Purple orchid blossoms adorned entrées of salmon with mustard sauce at Café Venizia in Martinsville, NJ, where twenty beekeepers enjoyed an incredibly delectable and aesthetic Christmas luncheon. In attendance were Rich, Kerry and Alyssa Lepik and Mare and Richard Olsen.


According to Rich, his bees have produced a generous amount of honey, but autumn has offered challenges.

 

This year’s warmer and fluctuating late fall temperatures have kept bees flying about, yet pollen-producing plants from which they gain sustenance have withered for the year; food is hard to find.

Beekeepers don’t deplete their hives of honey, but try to leave enough to maintain the bees throughout the winter.

 

As Mare explains, beekeepers can also provide their bees with sugar water but, once temperatures drop, that will freeze.

 

Another option is a fondant, a creamy mixture of nutrients that will keep the bees alive.

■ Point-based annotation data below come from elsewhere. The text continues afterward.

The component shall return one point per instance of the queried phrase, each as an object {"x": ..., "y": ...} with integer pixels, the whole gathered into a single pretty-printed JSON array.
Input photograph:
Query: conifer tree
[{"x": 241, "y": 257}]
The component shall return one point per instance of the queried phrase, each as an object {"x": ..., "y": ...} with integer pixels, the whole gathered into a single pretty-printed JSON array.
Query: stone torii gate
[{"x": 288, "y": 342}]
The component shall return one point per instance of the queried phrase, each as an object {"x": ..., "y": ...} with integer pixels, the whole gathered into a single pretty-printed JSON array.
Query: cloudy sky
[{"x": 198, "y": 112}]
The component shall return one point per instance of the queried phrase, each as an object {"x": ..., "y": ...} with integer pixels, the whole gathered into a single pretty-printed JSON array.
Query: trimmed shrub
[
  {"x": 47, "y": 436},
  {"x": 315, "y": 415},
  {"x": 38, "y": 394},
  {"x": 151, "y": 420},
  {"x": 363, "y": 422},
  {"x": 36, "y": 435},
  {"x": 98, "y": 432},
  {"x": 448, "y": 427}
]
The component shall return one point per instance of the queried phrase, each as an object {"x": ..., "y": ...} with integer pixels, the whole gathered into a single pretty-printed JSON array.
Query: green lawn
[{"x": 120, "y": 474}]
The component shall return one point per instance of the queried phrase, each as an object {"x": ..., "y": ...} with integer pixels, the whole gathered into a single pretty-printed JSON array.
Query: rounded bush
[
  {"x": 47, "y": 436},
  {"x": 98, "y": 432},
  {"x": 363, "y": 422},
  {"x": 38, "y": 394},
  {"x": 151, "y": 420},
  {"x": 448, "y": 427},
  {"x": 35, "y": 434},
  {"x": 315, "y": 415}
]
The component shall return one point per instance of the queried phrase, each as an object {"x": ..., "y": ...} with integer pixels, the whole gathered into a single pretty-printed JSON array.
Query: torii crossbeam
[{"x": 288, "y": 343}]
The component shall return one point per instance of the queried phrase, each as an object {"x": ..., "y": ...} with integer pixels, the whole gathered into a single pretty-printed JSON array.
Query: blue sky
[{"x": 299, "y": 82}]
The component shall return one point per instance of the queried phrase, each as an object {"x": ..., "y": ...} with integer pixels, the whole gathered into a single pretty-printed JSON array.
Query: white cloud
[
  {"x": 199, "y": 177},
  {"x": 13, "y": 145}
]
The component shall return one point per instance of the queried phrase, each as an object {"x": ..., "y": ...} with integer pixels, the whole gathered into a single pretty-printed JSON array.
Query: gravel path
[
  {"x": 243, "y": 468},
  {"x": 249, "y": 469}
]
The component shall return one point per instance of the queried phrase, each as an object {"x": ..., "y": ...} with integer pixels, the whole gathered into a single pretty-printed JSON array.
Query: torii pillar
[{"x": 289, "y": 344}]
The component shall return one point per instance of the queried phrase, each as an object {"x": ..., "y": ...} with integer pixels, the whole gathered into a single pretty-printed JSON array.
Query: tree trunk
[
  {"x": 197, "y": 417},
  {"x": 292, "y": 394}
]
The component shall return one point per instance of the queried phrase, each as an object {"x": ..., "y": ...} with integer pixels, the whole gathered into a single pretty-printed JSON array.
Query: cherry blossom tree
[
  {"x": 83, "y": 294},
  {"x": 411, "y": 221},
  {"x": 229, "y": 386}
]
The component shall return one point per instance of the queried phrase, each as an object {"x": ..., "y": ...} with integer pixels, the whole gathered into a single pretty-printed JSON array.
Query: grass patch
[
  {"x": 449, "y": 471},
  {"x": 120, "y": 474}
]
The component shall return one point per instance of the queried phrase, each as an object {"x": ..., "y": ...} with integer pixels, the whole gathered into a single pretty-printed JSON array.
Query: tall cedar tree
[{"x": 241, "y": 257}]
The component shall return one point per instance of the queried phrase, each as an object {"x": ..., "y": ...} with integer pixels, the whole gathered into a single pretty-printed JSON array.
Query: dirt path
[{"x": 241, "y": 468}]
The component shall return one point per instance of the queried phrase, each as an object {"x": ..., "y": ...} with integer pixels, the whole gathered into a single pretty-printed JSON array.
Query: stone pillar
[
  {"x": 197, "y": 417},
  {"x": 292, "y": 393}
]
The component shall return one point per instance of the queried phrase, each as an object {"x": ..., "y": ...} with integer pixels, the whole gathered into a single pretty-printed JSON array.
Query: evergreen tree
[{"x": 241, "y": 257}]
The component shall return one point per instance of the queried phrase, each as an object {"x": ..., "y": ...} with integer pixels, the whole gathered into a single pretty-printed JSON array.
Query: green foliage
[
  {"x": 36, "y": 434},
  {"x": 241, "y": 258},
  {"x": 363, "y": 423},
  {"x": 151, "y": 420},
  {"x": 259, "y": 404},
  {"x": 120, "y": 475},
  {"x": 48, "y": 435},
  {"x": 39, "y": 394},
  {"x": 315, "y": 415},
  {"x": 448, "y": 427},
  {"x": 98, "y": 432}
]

Sadly, another bee species, the American bumblebee, an iconic North American pollinator, has already disappeared from Idaho, Maine, New Hampshire, North Dakota, Oregon, Rhode Island, Vermont, and Wyoming, and seems to be doing the same in the Garden State, where its numbers have decreased by 85%.

 

As with all bee species, threats include climate change, habitat loss, disease, and pesticides containing neonicotonoids.

Decreasing honeybee numbers, as well, continue to be of global concern; the “Eesti Mesinike Liit” (Estonian Beekeepers Union) organized a conference on Dec. 9th in Tartu (via webcast) to discuss “Kuidas kaitsta Eesti tolmeldajaid?” (How to Protect Estonia’s Pollinators).

 

NJ beekeepers, such as the Lepiks and Olsens, continue to assume the critical (and loving) responsibility of supporting dwindling honeybee populations.

 

It’s amazing to consider that the future of about 35% of our food crops depends on pollinators such as the honeybee, which weighs an average of only 3 grams.

 

Please investigate your state’s beekeeping associations to learn how to lend a hand in a rewarding activity which, thus far, has lasted 5,000 years.